Non il canto di un uccello, non un fruscio: solo quella nebbia bassa, che turbinava tra le
sue gambe, tra gli alberi, imbiancata dalla luce del mattino. Si sentiva teso, nervoso.
Lì, da qualche parte in mezzo agli alberi, era nascosta la sua preda. Da tre giorni
batteva quel monte, senza successo. Solo qualche traccia, impronte di zampe che non
potevano essere di nessun animale comune: non lo avevano condotto a nulla, ma era certo
che l'avrebbe trovata. Non era soltanto una leggenda dei vecchi giù in paese. C'era
davvero una strana bestia, lassù. Bene, sarebbe stato proprio lui a prenderla. Lui, il
miglior cacciatore della valle. Sorrise.
Riprese ad avanzare, circospetto, gli occhi piegati a osservare il suolo, quella terra
umida e morbida in cui affondavano i suoi piedi. La nebbia si era alzata, aleggiava ancora
in distanza, ma non copriva più il cammino. Le ore passavano, la luce si diffondeva, ma
ancora nulla. Continuava a cercare.
Sedette, la schiena contro un albero, il fucile posato al suo fianco, per consumare un
pasto rapido, insapore. Scosse la testa. Non doveva innervosirsi, sapeva già che sarebbe
stata una caccia lunga ed estenuante. Perdendo la calma, avrebbe fatto solo il gioco della
bestia. No! Non sarebbe andato ad allungare la lista degli scomparsi fra i monti. Quella
storia doveva finire: avrebbe riportato in paese il corpo di quella creatura. Per entrare
anche lui nella leggenda.
Erano anni che quella storia andava avanti. Quanta gente era già sparita, da quelle
parti? Troppa, di sicuro. Cacciatori, escursionisti, semplici persone che vivevano lì
vicino. Non si erano lasciati alle spalle nemmeno una traccia. Così era nato il mito del
mostro. E adesso lui l'avrebbe fatto finire. Ne era certo. Avrebbe purificato la montagna.
Dopo la sosta, s'incamminò lungo il versante settentrionale, il più impervio ed ostile.
C'era una pista, che conduceva verso la vetta, in mezzo ai pini.
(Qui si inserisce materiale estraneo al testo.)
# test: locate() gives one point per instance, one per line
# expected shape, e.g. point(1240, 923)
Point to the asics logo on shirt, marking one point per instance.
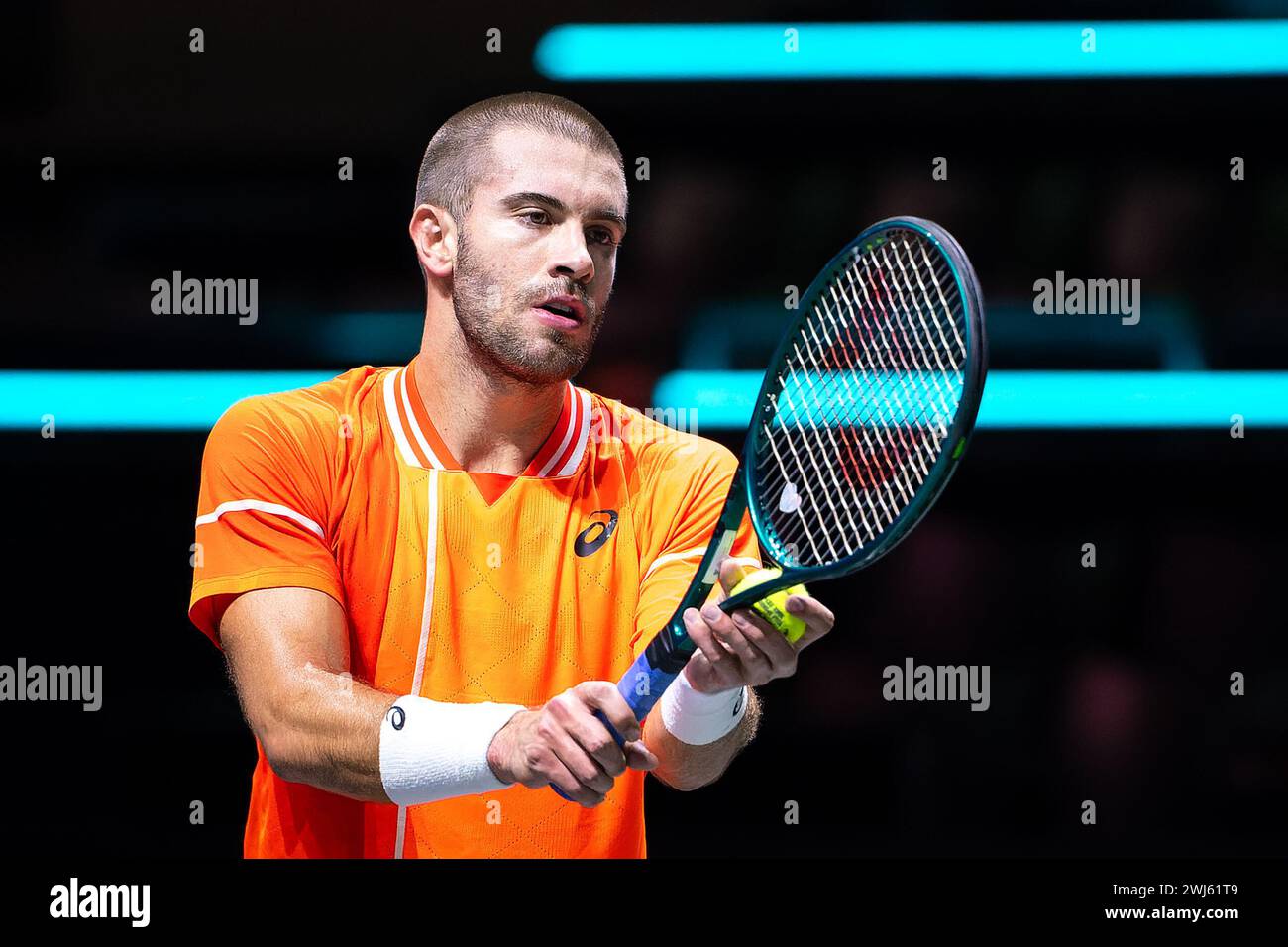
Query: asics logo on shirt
point(593, 536)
Il sottobosco ostacolava
i suoi passi, scivoloso e viscido sotto gli scarponi. Procedeva, appoggiandosi ai tronchi
coperti di muschio, inerpicandosi sempre più in alto. Il sole era celato dal corpo del
monte, il cielo frastagliato dai rami: si muoveva nella penombra del primo pomeriggio.
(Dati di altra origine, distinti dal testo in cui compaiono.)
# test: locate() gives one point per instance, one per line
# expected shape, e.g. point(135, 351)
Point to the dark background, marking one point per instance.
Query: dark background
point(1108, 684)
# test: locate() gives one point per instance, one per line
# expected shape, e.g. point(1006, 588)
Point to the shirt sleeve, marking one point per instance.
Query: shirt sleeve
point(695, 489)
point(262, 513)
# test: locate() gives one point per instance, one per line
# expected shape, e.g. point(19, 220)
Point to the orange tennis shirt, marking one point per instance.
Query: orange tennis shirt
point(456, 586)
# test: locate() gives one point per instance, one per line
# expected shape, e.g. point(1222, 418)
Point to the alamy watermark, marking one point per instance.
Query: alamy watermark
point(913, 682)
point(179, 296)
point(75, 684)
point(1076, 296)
L'aria era pesante, tesa come poco prima di un temporale. Doveva succedere qualcosa, ne
era certo, ma ancora non osava pensare a cosa potesse essere. Lo scontro, questo sì. Ma
chi dei due sarebbe poi rimasto in piedi? Non voleva ammetterlo, ma cominciava da avere
paura. Non conosceva il suo bersaglio, non sapeva cosa si sarebbe trovato davanti. Non
sapeva come affrontarlo. Ma ci sarebbe riuscito, lui era il migliore della valle.
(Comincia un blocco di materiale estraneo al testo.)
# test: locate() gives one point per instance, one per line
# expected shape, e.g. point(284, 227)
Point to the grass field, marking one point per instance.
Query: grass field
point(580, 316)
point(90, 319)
E lo vide, infine, quando l'orologio al suo polso gli suggeriva già la prudenza,
l'urgenza di tornare indietro, prima della sera. Una sagoma che si muoveva pigra tra gli
alberi, ai margini di uno spiazzo vuoto e brullo, dove la roccia spuntava grigia e umida.
Il cacciatore tolse il fucile di spalla, rapido e silenzioso. Puntò il dorso irsuto che
dondolava su quelle quattro zampe, la preda ancora ignara della sua presenza, della sua
minaccia. O almeno così sembrava.
Un respiro profondo, inclinò leggermente il collo, l'occhio incollato al mirino, le dita
impazienti. Di colpo la bestia si voltò, più svelta di ogni altro essere vivente: un
attimo e il suo muso era rivolto verso l'uomo. E così la vide.
La mole di un orso, gli arti di un gorilla, solidi e forti. Il pelo folto e nero faceva
risaltare netto il bianco del petto glabro, segnato da antiche cicatrici. La testa
sembrava quella di un cane, mutata in modo orrendo per assomigliare a un serpente. Non
aveva mai visto nulla del genere, non aveva mai creduto che potesse esistere: non c'era da
stupirsi di tutte quelle leggende, giù in paese.
La canna del fucile puntata contro quel petto, il cacciatore stava per sparare, quando
esitò. Gli occhi. Gli occhi di quell'essere incrociarono i suoi, il suo sguardo sembrava
leggergli nell'anima. Fu allora che se ne rese conto. C'era qualcosa di strano in quegli
occhi, qualcosa che non aveva mai visto in nessuna bestia, mai attraverso il suo mirino.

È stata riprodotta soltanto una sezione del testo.